A nurse cares for a client with congestive heart failure who has a regular cardiac rhythm of 128 beats/min. For which physiologic alterations should the nurse assess? (Select all that apply.)
a. Decrease in cardiac output
b. Increase in cardiac output
c. Decrease in blood pressure
d. Increase in blood pressure
e. Decrease in urine output
f. Increase in urine output
ANS: A, D, E
Elevated heart rates in a healthy client initially cause blood pressure and cardiac output to increase. However, in a client who has congestive heart failure or a client with long-term tachycardia, ventricular filling time, cardiac output, and blood pressure eventually decrease. As cardiac output and blood pressure decrease, urine output will fall
A nurse teaches a client with a new permanent pacemaker. Which instructions should the nurse include in this client's teaching? (Select all that apply.)
a. "Until your incision is healed, do not submerge your pacemaker. Only take showers."
b. "Report any pulse rates lower than your pacemaker settings."
c. "If you feel weak, apply pressure over your generator."
d. "Have your pacemaker turned off before having magnetic resonance imaging (MRI)."
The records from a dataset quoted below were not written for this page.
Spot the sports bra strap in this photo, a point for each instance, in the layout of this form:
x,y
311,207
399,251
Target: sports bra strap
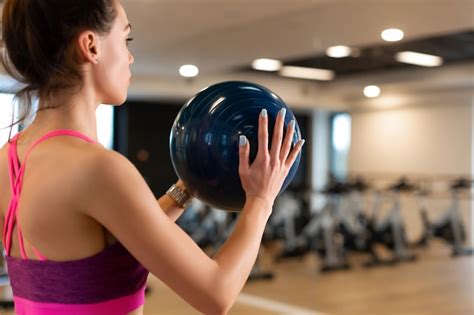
x,y
16,172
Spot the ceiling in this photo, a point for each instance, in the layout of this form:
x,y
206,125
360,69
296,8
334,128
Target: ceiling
x,y
218,35
222,36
e. "Do not lift your left arm above the level of your shoulder for 8 weeks."
ANS: A, B, E
The client should not submerge in water until the site has healed; after the incision is healed, the client may take showers or baths without concern for the pacemaker. The client should be instructed to report changes in heart rate or rhythm, such as rates lower than the pacemaker setting or greater than 100 beats/min. The client should be advised of restrictions on physical activity for 8 weeks to allow the pacemaker to settle in place. The client should never apply pressure over the generator and should avoid tight clothing. The client should never have MRI because, whether turned on or off, the pacemaker contains metal. The client should be advised to inform all health care providers that he or she has a pacemaker.
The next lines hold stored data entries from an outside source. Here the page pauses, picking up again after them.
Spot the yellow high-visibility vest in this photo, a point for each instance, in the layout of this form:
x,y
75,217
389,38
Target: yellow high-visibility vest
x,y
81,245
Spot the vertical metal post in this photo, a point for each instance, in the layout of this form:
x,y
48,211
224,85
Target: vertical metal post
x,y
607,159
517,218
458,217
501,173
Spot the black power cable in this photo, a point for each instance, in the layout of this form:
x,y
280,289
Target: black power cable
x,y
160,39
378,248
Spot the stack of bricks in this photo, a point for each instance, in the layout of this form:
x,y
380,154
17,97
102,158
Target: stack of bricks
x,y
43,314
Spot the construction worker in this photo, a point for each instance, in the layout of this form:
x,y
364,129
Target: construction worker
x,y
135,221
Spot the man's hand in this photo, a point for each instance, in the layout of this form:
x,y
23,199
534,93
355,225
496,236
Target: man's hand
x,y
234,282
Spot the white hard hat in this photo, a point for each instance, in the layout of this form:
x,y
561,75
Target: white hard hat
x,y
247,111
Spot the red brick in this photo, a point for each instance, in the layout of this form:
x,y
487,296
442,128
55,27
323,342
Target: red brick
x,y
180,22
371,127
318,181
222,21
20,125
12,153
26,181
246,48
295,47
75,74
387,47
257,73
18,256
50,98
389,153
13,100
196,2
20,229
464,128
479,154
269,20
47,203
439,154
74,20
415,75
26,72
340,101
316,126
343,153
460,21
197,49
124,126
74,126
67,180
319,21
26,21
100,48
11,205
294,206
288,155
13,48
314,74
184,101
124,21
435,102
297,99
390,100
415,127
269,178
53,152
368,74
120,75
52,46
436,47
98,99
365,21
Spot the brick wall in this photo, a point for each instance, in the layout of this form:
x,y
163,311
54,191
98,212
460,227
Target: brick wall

A nurse is teaching a client with premature ectopic beats. Which education should the nurse include in this client's teaching? (Select all that apply.)
a. Smoking cessation
b. Stress reduction and management
c. Avoiding vagal stimulation
d. Adverse effects of medications
e. Foods high in potassium
ANS: A, B, D
A client who has premature beats or ectopic rhythms should be taught to stop smoking, manage stress, take medications as prescribed, and report adverse effects of medications. Clients with premature beats are not at risk for vasovagal attacks or potassium imbalances.